Complications and grafts in septic vascular surgery - Analysis of the thrombogenicity properties of cryopreserved allografts and the determination of the healthy vascular microbiota
Hidi László
Clinical Medicine
Dr. Reusz György
SE Városmajori Klinikák Tanterme
2024-09-17 13:00:00
ógia/atherosclerosis
Dr. Prohászka Zoltán
Dr. Sótonyi Péter
Dr. Huszty Gergely Dénes
Dr. Takács Tibor
Dr. Sándor József
Dr. Ruppert Mihály
Dr. Galambos Barnabás
Even with modern infection control strategies, 3.5-32% of vascular surgical procedures are still
associated with infection in the surgical site. The main risk of the inflammatory process is the
development of life- or limb-threatening complications. There is a long-standing, unfulfilled
demand for a surgeon-friendly, infection-resistant, biocompatible, durable, off-the-shelf graft
material to prevent or treat these conditions. Although allografts come close to this, vascular
allograft transplants are still associated with many complications. The reasons for these are
likely found in the processes of graft production on the one hand and in the circumstances of
the transplantation on the other.
In our work, we analysed the CP protocol of the Cardiovascular Biobank of Semmelweis
University, with particular emphasis on the direct and storage time-dependent effects of CP on
the thrombogenicity of arterial allografts. In addition, we analysed the human vascular
microbiota by examining arterial allografts as healthy vascular tissue. Our results on
thrombogenicity showed that arterial allografts preserved haemostatic properties similar to
fresh native arterial walls during CP with storage for six months. In addition, fibrin deposition
and platelet adhesion on cryopreserved arterial allografts decreased over time, demonstrating a
reduction in their thrombogenic potential. The only transient prothrombotic change was
observed in the media layer, where platelet deposition exceeded that of fresh native grafts
within the first twelve weeks after CP. In addition, in our study, we successfully developed a
method for identifying the human vascular microbiota using arterial allografts, which allowed
us to determine the bacterial composition of vascular samples from healthy individuals.
Furthermore, we demonstrated the uniqueness of the healthy vascular microbiota by comparing
our results with physiological microbiota found elsewhere in the body.

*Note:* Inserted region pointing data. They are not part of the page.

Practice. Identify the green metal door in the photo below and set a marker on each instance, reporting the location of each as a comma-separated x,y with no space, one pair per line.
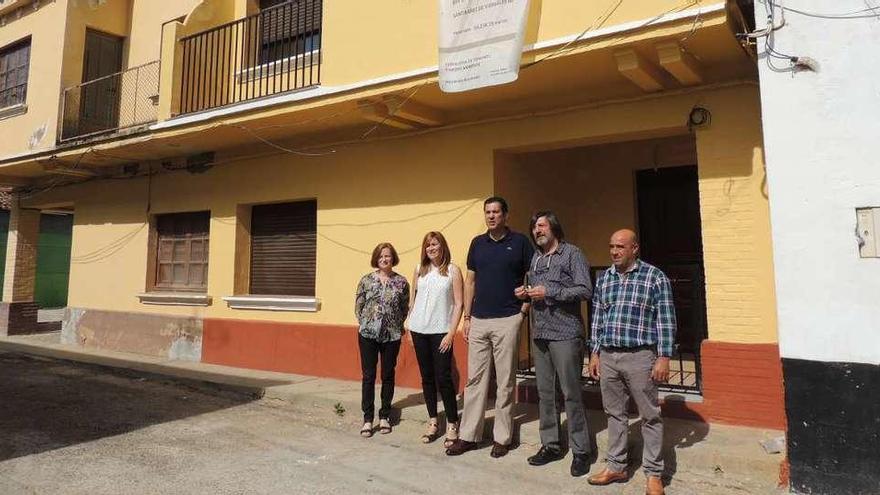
4,236
53,260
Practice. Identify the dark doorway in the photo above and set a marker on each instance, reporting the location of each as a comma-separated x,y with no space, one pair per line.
671,239
99,100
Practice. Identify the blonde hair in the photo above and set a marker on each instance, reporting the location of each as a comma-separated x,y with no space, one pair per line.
445,256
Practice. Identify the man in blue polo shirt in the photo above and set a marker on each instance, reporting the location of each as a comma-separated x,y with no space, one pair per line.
497,262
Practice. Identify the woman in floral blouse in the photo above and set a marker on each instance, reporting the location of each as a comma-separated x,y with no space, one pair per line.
381,306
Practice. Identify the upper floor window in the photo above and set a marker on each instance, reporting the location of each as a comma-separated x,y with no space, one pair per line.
14,60
289,28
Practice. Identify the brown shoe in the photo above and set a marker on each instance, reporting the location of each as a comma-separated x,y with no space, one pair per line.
606,477
654,486
460,446
498,450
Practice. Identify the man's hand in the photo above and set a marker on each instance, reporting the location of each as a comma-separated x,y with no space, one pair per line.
446,343
660,373
537,293
593,367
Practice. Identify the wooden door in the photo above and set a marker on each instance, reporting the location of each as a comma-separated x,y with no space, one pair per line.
671,239
99,99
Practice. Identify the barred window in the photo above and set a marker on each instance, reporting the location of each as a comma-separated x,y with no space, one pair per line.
14,61
182,251
289,28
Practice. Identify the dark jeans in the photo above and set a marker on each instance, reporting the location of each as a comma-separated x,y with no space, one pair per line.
436,370
371,350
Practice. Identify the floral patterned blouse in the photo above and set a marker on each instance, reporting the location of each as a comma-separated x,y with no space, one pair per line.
381,307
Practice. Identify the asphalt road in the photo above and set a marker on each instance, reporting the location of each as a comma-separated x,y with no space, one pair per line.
76,429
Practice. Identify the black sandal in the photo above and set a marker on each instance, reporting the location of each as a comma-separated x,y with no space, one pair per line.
431,433
384,426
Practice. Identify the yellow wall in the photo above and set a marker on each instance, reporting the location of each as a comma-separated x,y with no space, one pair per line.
360,40
146,29
44,26
394,190
111,17
591,189
358,36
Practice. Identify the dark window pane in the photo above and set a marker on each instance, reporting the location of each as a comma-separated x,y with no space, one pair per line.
283,249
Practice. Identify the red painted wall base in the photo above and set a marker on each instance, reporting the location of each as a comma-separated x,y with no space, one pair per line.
307,349
742,383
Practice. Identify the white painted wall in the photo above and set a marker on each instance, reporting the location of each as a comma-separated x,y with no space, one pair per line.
822,145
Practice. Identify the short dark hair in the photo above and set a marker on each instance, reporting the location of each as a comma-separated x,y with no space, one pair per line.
374,260
497,199
552,219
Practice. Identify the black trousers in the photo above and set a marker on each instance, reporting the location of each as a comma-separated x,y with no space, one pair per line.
371,351
436,370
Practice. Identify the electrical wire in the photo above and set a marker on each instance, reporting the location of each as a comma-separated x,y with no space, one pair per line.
866,13
599,22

Our thrombogenicity results demonstrate the effect of frozen storage time on allografts. This
prompts us to investigate longer storage times further to optimise the production of
cryopreserved allografts and the potential need for drug therapy. Besides, our microbiological
results, in addition to demonstrating the existence of a healthy vascular microbiota, could form
the basis for future research into the direct role of the microbiota in vascular wall disorders and
the success of allograft transplantation.